I had made no promise to wait for sex until marriage. The promise, like the ring, was hoisted on me by well meaning but misguided parents, leaders, and teachers. I thought waiting looked like white-knuckled and gritting determination. And by my late teens or early twenties, waiting for marriage was equated with “[burning] with desire” (1Corinthians 7:9). I did not understand that purity is a gift from God to me—not a gift for me to give to Him. And I did not understand that chastity was a spiritual discipline, not a rote one born of shame and demand and the seeds of legalism.
Chastity is only truly practiced by one whose spirit is alive with Christ, whose restraint is empowered by the Holy Spirit. It is not and cannot be produced in someone who is merely there for the show. It is not proven by signing cards promising to wait for sex until marriage, nor by wearing a purity ring or a bride wearing white on her wedding day.

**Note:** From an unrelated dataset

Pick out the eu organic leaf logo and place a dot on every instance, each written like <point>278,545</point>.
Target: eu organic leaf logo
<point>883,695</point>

Chastity is practiced by a person who makes a habit of presenting their body again and again and again, “as a living sacrifice, holy and pleasing to God” (Romans 12:1), and as an act of worship to the God who made their body, loves their body, and cares deeply about their body. It is practiced both inside marriage and outside it, both in the avoidance of sex and in the participation of it within marriage. It is not something one loses when they enter into marriage, but it is something one carries with them. Chastity is as necessary for life and godliness as goodness, faithfulness, kindness, and joy.
I wear a different ring these days, a small rose gold one with a beryl stone within it. It communicates a promise of fidelity, service, and love to my husband. But it also communicates to me that I am not released from a practice of chastity simply because I wear this wedding ring and sex is permissable. I still practice the discipline of chastity, of asking the Spirit to help counter sexual thoughts that have no place in our marriage, of making a practice of saying “Yes,” in marriage instead of “No” (1Corinthians 7:2–7), of recognizing and submitting to what is beneficial instead of being mastered by desires and thoughts (1Corinthians 6:12–20), and of bearing the fruit of the Spirit in all its forms in our marriage.
Before committing to wait for true love, one must know they are truly loved by God. We need to know that His Spirit is there to help us in our weaknesses and to empower us to walk in all that He has for us.